In der Bild-Zeitung, der größtmöglichen Plattform für Hammer-Thesen, hat sich Herzog jetzt zur Reformfähigkeit Deutschlands ausgelassen. Wie zu erwarten: Es steht schlecht um sie. Die Schuldigen sind schnell benannt: a) die komplette politische Kaste, b) das komplette deutsche Volk.

Die Politiker, sagt der Alt-Präsident und CDU-Mann, seien nicht charismatisch genug. Sie lösten keine Begeisterung aus und, überhaupt, wisse er nicht, ob er lachen oder weinen solle, wenn er sich das Personal der Deutschland AG so anschaue.

Und das deutsche Volk? Nun ja, wenn es zu 70 Prozent den Mindestlohn für eine gute Sache hält, dann fällt Herzog dazu nur ein, so wörtlich: "Es gibt auch ein Recht auf Dummheit."

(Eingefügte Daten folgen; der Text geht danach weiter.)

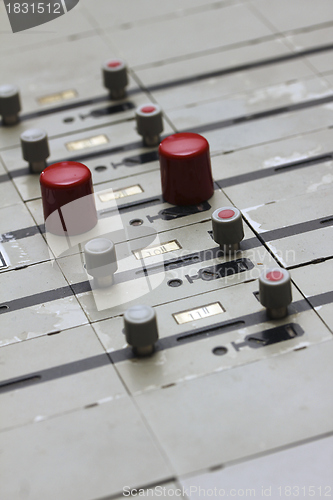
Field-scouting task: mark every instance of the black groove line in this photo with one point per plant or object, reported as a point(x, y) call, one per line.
point(172, 341)
point(221, 183)
point(121, 277)
point(270, 171)
point(195, 257)
point(239, 68)
point(74, 105)
point(182, 81)
point(208, 127)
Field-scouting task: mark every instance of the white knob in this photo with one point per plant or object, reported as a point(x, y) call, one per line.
point(101, 260)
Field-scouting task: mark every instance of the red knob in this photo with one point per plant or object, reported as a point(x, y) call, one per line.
point(68, 200)
point(186, 173)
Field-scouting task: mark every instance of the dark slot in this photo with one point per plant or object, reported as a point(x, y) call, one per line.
point(274, 335)
point(111, 110)
point(169, 265)
point(329, 220)
point(225, 269)
point(132, 206)
point(208, 332)
point(20, 382)
point(132, 161)
point(301, 163)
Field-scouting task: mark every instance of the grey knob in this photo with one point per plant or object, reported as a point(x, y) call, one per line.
point(149, 123)
point(115, 77)
point(227, 228)
point(275, 291)
point(10, 104)
point(141, 329)
point(35, 149)
point(101, 261)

Bleiben nur noch er, Herzog, und sein "Konvent für Deutschland", in dem Deutschlands Wirtschaftsgrößen wie Josef Ackermann, Hartmut Mehdorn oder Roland Berger sich Gedanken machen, wie dem Bürger da unten beigebracht werden kann, dass es mit den Reformen nicht einfach vorbei sein kann.

Aber das will das Volk ja nicht kapieren - es "bewegt" sich einfach nicht, moniert Herzog. Darum müsse es "mehr Netto vom Brutto" in der Tasche haben. Das würde sofort Reformbereitschaft schaffen. So einfach ist das mit dem Volk.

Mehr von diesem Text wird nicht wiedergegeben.